The centrepiece ‘Crisis Catalyst’,stands as the album’s most cohesive moment, delivering sharp hooks and thunderous arrangements that nod toward power metal without losing Ellis’s distinct personality. The track pulses with the tension of someone trying to wrestle meaning from an increasingly chaotic world.
But it wouldn’t be an Ashes of Reason release without its quirks. On ‘Screaming At The Void’, Ellis plays with space and restraint, momentarily swapping steel for vulnerability; and it’s here, in the echoing clean guitars and choral swells, that he truly finds a sense of dramatic weight. The unexpected choice to cover Iron Maiden’s ‘Hallowed Be Thy Name’ is bold, if not entirely successful; moments of brilliance are marred by timing slips and a certain looseness that suggests a real charm.
Cuts like ‘Cost Too High’ and ‘Ledger of Ghosts’ flirt with cinematic scale, hinting at a more refined melodic sensibility that Ellis sometimes buries beneath the bellowing bravado. Meanwhile, the final bonus track ‘Pineapple Party’ is an unpredictable left turn; a playful, winking closer that proves Ellis isn’t afraid to let in some mischief amid the angst.
There’s a rawness throughout ‘Crisis Catalyst’ that feels both its greatest strength and biggest stumbling block. The album bristles with ideas; some undercooked, some unexpectedly luminous. When Ellis locks in, his voice (both literal and artistic) can be commanding, drawing on metal’s epic lineage while searching for something personal and new. When he misses, it can feel like a missed swing at transcendence, but that very swing is what gives the record its wild-hearted character.

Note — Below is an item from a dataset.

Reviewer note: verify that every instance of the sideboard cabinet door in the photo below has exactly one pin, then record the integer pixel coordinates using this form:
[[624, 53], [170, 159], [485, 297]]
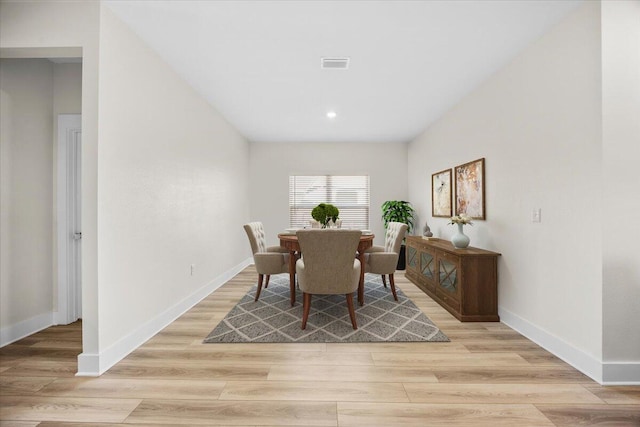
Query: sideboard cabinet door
[[463, 281]]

Ultimately, ‘Crisis Catalyst’ reads like a diary scrawled in the early hours: messy and sometimes too honest for its own good. It’s not a slick, radio-ready collection, it’s a bruised and battered mirror held up to a restless mind. Ellis’s refusal to sand down the edges is strangely refreshing. You may not love every note, but you’ll feel the human hands behind them. And that, in a genre often lost in perfection, is worth celebrating.